Data quality is a major concern in Machine Learning and other correlated areas such as Knowledge Discovery from Databases (KDD). As most Machine Learning algorithms induce knowledge strictly from data, the quality of the knowledge extracted is largely determined by the quality of the underlying data. One relevant problem in data quality is the presence of missing data.
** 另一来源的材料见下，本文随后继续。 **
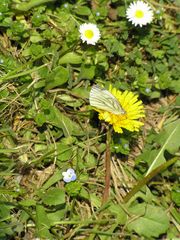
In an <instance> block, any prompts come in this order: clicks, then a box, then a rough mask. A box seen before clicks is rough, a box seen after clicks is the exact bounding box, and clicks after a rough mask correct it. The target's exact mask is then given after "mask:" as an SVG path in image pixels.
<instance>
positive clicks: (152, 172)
mask: <svg viewBox="0 0 180 240" xmlns="http://www.w3.org/2000/svg"><path fill="white" fill-rule="evenodd" d="M178 159H179V158H178V157H174V158H172V159H171V160H169V161H167V162H165V163H163V164H161V165H160V166H159V167H157V168H155V169H154V170H153V171H152V172H150V173H149V174H148V175H147V176H146V177H144V178H143V179H141V180H139V181H138V182H137V184H136V185H135V186H134V188H133V189H132V190H131V191H130V192H129V193H128V194H127V195H126V197H125V198H124V202H125V203H127V202H128V201H129V200H130V199H131V198H132V197H133V196H134V195H135V194H136V193H137V192H138V191H139V190H140V189H141V188H142V187H143V186H144V185H146V184H147V183H148V182H149V181H150V180H151V179H152V178H153V177H154V176H156V175H157V174H158V173H160V172H162V171H164V170H165V169H166V168H168V167H169V166H170V165H172V164H173V163H175V162H176V161H177V160H178Z"/></svg>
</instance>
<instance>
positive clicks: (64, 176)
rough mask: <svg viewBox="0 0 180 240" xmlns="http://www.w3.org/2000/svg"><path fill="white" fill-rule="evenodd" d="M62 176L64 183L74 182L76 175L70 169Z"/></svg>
mask: <svg viewBox="0 0 180 240" xmlns="http://www.w3.org/2000/svg"><path fill="white" fill-rule="evenodd" d="M62 175H63V181H64V182H66V183H68V182H72V181H75V180H76V173H75V171H74V169H72V168H69V169H68V170H67V171H66V172H63V173H62Z"/></svg>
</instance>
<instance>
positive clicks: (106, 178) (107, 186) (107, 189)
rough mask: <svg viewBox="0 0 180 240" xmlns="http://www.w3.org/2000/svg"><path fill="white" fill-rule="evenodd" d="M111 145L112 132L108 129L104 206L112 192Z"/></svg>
mask: <svg viewBox="0 0 180 240" xmlns="http://www.w3.org/2000/svg"><path fill="white" fill-rule="evenodd" d="M110 143H111V131H110V129H109V127H108V129H107V134H106V153H105V171H106V173H105V188H104V193H103V198H102V204H104V203H106V202H107V201H108V198H109V190H110V178H111V151H110Z"/></svg>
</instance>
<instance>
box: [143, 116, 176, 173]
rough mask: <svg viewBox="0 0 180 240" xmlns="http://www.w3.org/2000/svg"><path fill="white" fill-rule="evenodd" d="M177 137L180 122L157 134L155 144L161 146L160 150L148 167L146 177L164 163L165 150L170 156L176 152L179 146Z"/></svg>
mask: <svg viewBox="0 0 180 240" xmlns="http://www.w3.org/2000/svg"><path fill="white" fill-rule="evenodd" d="M179 136H180V120H177V121H174V122H172V123H170V124H168V125H167V126H165V128H164V130H163V131H162V132H161V133H160V134H159V136H157V139H156V141H157V143H159V144H161V148H160V150H159V151H158V153H157V155H156V157H155V158H154V160H153V162H152V164H151V165H150V167H149V169H148V171H147V173H146V175H148V174H149V173H150V172H151V171H152V170H153V169H155V168H156V167H158V166H160V165H161V164H162V163H164V162H165V161H166V159H165V157H164V151H165V150H167V151H168V152H169V153H171V154H174V153H175V152H176V151H177V150H178V148H179V146H180V141H179Z"/></svg>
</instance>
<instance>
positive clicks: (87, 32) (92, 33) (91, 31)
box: [84, 30, 94, 39]
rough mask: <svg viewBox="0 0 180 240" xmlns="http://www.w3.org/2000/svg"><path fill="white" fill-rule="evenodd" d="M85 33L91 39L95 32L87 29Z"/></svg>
mask: <svg viewBox="0 0 180 240" xmlns="http://www.w3.org/2000/svg"><path fill="white" fill-rule="evenodd" d="M84 35H85V37H86V38H88V39H91V38H93V36H94V33H93V31H92V30H86V31H85V33H84Z"/></svg>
Despite the frequent occurrence of missing data, many Machine Learning algorithms handle missing data in a rather naive way. Missing data treatment should be carefully thought, otherwise bias might be introduced into the knowledge induced. In this work, we analyse the use of the k-nearest neighbour as an imputation method. Imputation is a term that denotes a. procedure that replaces the missing values in a data set by some plausible values. Our analysis indicates that missing data imputation based on the k-nearest neighbour algorithm can outperform the internal methods used by C4.5 and CN2 to treat missing data.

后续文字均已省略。